When Ravenhill met Garnett,whose track record includes such groundbreaking, influential works as Cathy Come Home and Kes, he was suitably impressed. "He's an extraordinary man. He's got real integrity, real standards. He can be a bit of a difficult old bugger but it's always built around trying to do the right thing."

Ravenhill duly accepted the commission but realised that he was in difficult territory: the BBC wanted the third series to be very much like the second, but Garnett was not exactly wedded to that idea.

Although much of the recent gossip was about which of the cast would return, they had already all been killed off. "Tony always liked new stuff. I think he saw it as the fringe theatre of TV. He always wanted new actors, new writers, new directors... it was like a training ground. Having regulars wasn't in the spirit of the original conception."

Ravenhill even removed the whole idea of lawyers from the equation.

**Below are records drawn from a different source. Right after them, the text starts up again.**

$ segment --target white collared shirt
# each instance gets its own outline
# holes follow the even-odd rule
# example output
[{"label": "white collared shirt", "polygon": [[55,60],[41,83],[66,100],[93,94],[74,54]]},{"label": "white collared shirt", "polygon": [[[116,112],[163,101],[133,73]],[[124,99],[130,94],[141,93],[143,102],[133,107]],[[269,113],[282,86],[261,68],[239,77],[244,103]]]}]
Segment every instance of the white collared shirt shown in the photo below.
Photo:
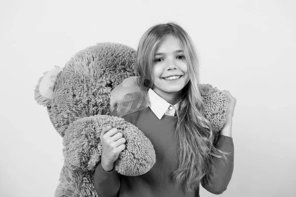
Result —
[{"label": "white collared shirt", "polygon": [[181,101],[174,105],[171,105],[152,89],[149,89],[146,98],[149,107],[158,119],[161,119],[163,115],[174,116],[175,112],[179,118]]}]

He was much more interested in the difficulties of a fresh group of twentysomethings sharing a house and trying to deal with the fact that although they are old friends, they now have vastly differing incomes.

Much of the blame for the This Life "tragedy" was dumped on the shoulders of Mark Thompson, controller of BBC2 - who is said to have delayed too long and thus lost the cast to other projects - but Ravenhill is swift to defend him. "He was accused of dithering but I think that was very unfair."

So what did happen in the end? "Tony called me and said: `You're going to hate me for this, but I'm not going to make a third series and you'll probably not want to talk to me for a while, but if you ever have an idea for the future, come to me.' And that was that."

Ravenhill bears Garnett no ill-will whatsoever, which might seem surprising, except when you consider that he has been paid to undertake a masterclass in writing drama for television, something most young writers would gladly give their eye-teeth for.

Garnett is notoriously wary of the press and has remained silent but for the brief press release in which he stressed the excellence of Ravenhill's work and the friendliness of the relationship between his own production company and the BBC. As far as he's concerned, "in the end, I decided it was time to move on".

Fans may have wanted to follow the fallout from the gruesome marital finale of series two, but Garnett quit while he was ahead. He didn't want to repeat the formula - several of the cast were unavailable anyway - and the risks in a "new improved" version were very high. He had, it should be recalled, been on similarly dangerous territory before.

It was Garnett who made the excellent police investigation series Between the Lines. At the end of series two, the plot exploded, leaving the third series as a pale imitation of its ratings-grabbing predecessors. There was a distinct danger that history might repeat itself. With the BBC hungry for more work from the company, mature reflection would suggest cutting This Life off in its prime may have been the smartest of moves.